The question we want to answer:
Why does so much change when we go from showing our friends our cool side project to wanting to serve millions (or even billions) of users?
The holy trinity
Just like a classic French chicken stock needs the holy mirepoix trinity of carrot, celery, and onion, our systems need a trio of non-functional properties in order to keep users (and developers) happy.
Reliability
Definition
A system is reliable if it works under adversity.
Reliability is a measure of how confident a user can be that when they want to do something with our system, our system will be there to do that thing.
Although this might sound simple at first, there are many things that can go wrong with a system, called faults, especially when there are a lot of machines running your code, and many people trying to communicate with those machines.
The first class of these faults is hardware faults, including but not limited to:
- Your server’s hard drive crashes.
- The power goes out in your data center.
- Your data center admin trips and accidentally unplugs some wires.
In the past, redundant hardware components were enough to mitigate these issues, but as computing demands increase and the number of machines being used at once increases, there has been a trend of just creating systems that can tolerate the loss of entire machines. This will be a primary focus as we get into more specific system design topics.
The second class of fault is software faults. Unlike hardware faults, these errors are typically systematic rather than random, making them more prone to causing major outages, as everything is more likely to fail instead of just one random component. Once again, some examples include:
- A function that doesn’t account for a specific class of input, crashing whenever it receives it.
- A runaway process/infinite loop.
- Forgetting to handle subtle edge cases (time-zones, off-by-one errors, etc).
So with all of this in mind, how do we design systems that are both reliable and fault-tolerant?
Meaningful test coverage, well-abstracted code, and efficient roll-back scripts are some industry best-practices that instill trust in system availability and resilience. By working from these fundamentals, we ensure our systems avoid failures even when facing faults.
Scalability
A system is scalable if it can adequately handle increases in workload and demand.
When describing scalability, it’s important to first understand how to describe load. There are several concepts that can help us here:
- Throughput: This is a measure of how much data or how many records a system can process in a period of time (usually a second). This is usually more valued in batch processing systems, like encoding/compressing videos uploaded to YouTube, or generating aggregated invoices for all shop owners on Shopify.
Not all throughput is built the same
Systems will need to adapt differently to different throughput. A system that handles 2M requests of 1KB each per second versus one that handles 100 requests of 2GB per second need to be designed differently.

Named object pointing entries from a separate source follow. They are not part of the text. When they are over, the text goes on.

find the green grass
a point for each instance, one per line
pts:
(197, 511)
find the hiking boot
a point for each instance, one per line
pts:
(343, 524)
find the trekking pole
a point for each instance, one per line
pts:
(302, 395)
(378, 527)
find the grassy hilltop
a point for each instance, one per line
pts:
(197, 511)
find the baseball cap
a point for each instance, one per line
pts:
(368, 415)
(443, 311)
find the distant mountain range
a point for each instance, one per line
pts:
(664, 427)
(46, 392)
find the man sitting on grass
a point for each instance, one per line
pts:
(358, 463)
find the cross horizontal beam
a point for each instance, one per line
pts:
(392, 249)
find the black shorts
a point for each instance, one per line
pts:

- Response Time: This, like it sounds, is how fast it takes for any single request to be resolved by the system. This is much more valuable in online systems, where any slowdown can lead to dissatisfaction with the end user, or compounding slowdown in the rest of your system.
Percentiles!
When measuring response times, consider percentiles, and not just average response times.

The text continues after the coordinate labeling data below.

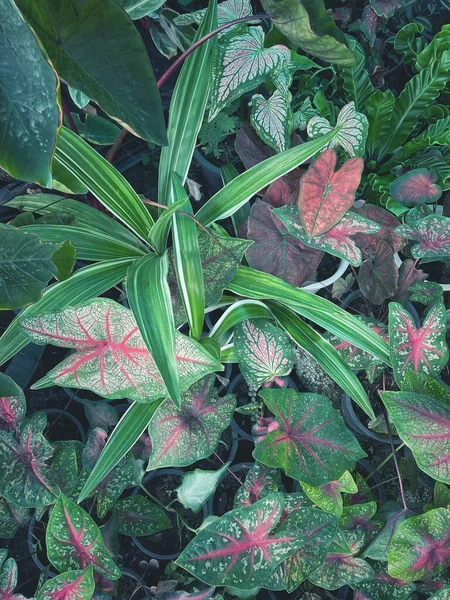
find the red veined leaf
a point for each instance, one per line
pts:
(432, 235)
(421, 546)
(265, 352)
(416, 187)
(182, 436)
(421, 349)
(240, 548)
(111, 358)
(74, 540)
(72, 585)
(312, 443)
(325, 194)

e.g. if your system responds in 200ms for 80% of requests, but takes 20s to respond to the other 20%, then your users are very unhappy 20% of the time, even if the average response time is still reasonable.
This is especially relevant in systems where multiple requests are necessary to fulfill a user’s request. If we have to wait for all the requests to complete, then the fact that most of the responses completed quickly is irrelevant. Just think back to the time when you went out to a restaurant when everyone was waiting to eat with their food in front of them while your friend Kevin was sitting there with an empty table in front of him because his order got forgotten by the kitchen.
Maintainability
Definition
A system is maintainable when many people can work productively on the system.
Kleppman suggests that there are three main pillars of making a maintainable system.
- Operability: An operation team (on-call engineers, support engineers, IT) should be able to easily and routinely check the performance of systems through observability, do maintenance, have good alerting and documentation, etc.
- Simplicity: Good abstractions should be able to make complex projects more manageable and wrap-your-head-around-able, leading to fewer bugs and code that’s easier to update.
- Evolvability: As well as adding simplicity, good abstractions also make it easier to make changes to code as needs change. For example, code that has business logic decoupled with library-specific logic will be easier to update if you need the library to be changed.